For Irma and Natie, inner transformation became not a one-time feat, but a way of life. They both constantly strive to learn and to grow. At the age of 66, Natie learned from Irma how to make challah. Every Thursday night, a band of young American students from a local Jewish-learning program would crowd into the Charles's kitchen to watch Natie demonstrate how to make challah dough and Irma demonstrate how to braid it. While in his 70s, Natie adopted the practice of carrying a notepad with him wherever he goes. When he hears an interesting lesson about the week's Torah portion, he jots it down. At the Shabbat table, he pulls out the notepad and delivers "a word of Torah."

For some two decades, Irma also regularly attended Torah classes where frequently a half-century separated her from the other students. Even after developing a heart condition when well into her seventies, she would struggle up two flights of steps to Rebbetzin Tziporah Heller's class on improving one's character traits. She is currently finishing her second book, another cookbook-cum-memoir, entitled, The Adventures of Bubby Irma and Her Cowboy. When diagnosed with cancer at the age of 82, Bubby Irma told me: "I'm trying to figure out what God wants me to learn."

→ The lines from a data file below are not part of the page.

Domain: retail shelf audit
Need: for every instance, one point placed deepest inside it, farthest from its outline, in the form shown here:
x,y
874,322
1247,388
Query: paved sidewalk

For those of us a few or many years younger than Natie and Irma, their example of flexibility, perseverance, and good cheer in the face of adversity is a constant inspiration. Rabbi Shmuel Schwartz relates that when he was a 25-year-old neophyte studying in at Aish HaTorah and he would get discouraged, he would look over at Natie sitting there plugging away learning the aleph bet [the letters of the Hebrew alphabet] and be galvanized to keep trying.

In the Midrash, God proclaims: "Because Israel is young and I love him." The sages explain that "young" refers to the ability to grow and change. How much God must love Natie and Bubby Irma!